Can you imagine yourself in a situation where you only had 56 seconds to live? If you are a helicopter pilot and you find yourself in Unintentional Instrument Meteorological Conditions (UIMC), those precious 56 seconds may be a reality.
“U.S. accident statistics reveal that a helicopter pilot operating under Visual Flight Rules who unintentionally continues flight into IMC will very likely lose control of their aircraft and be dead within an average of 56 seconds,” according to Nick Mayhew, industry co-chair of the U.S. Helicopter Safety Team. “We must join industry stakeholders to do everything we can to reverse this alarming and unacceptable trend.”

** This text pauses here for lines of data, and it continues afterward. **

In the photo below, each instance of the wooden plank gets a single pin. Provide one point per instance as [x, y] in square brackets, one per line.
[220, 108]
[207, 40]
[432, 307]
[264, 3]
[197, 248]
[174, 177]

The USHST has created a video (found at https://ushst.org/56secs/
) aimed at saving lives and making sure that those 56 seconds never occur. Watch the video to see just how rapidly a pilot can lose control of their helicopter when attempting to continue a Visual Flight Rules flight into IMC.
The 56-second time period is based on a USHST study of 221 fatal helicopter accidents that occurred from 2009 to 2019. Unintentional IMC was one of the top causes in 38 of the fatal accidents. Analysis of these events determined that the median estimated time from UIMC entry to the fatal crash was 56 seconds. The video offers a graphic depiction of how those 56 seconds feel to a desperate helicopter pilot.
More information about the USHST, the International Helicopter Safety Foundation, its reports, safety tools, Reel Safety audio-visual presentations, and YouTube safety videos can be obtained at www.USHST.org
, at www.IHSF.aero
and on the USHST and IHSF Facebook pages.
In addition, coming soon is the “56 Seconds to Live Course.” On April 15 on the USHST web site, pilots will be able to complete a free learning management system (LMS) course that emphasizes critical aeronautical decision-making moments. The course will include a learning certificate and enable pilots with a FAASTeam account to earn credit.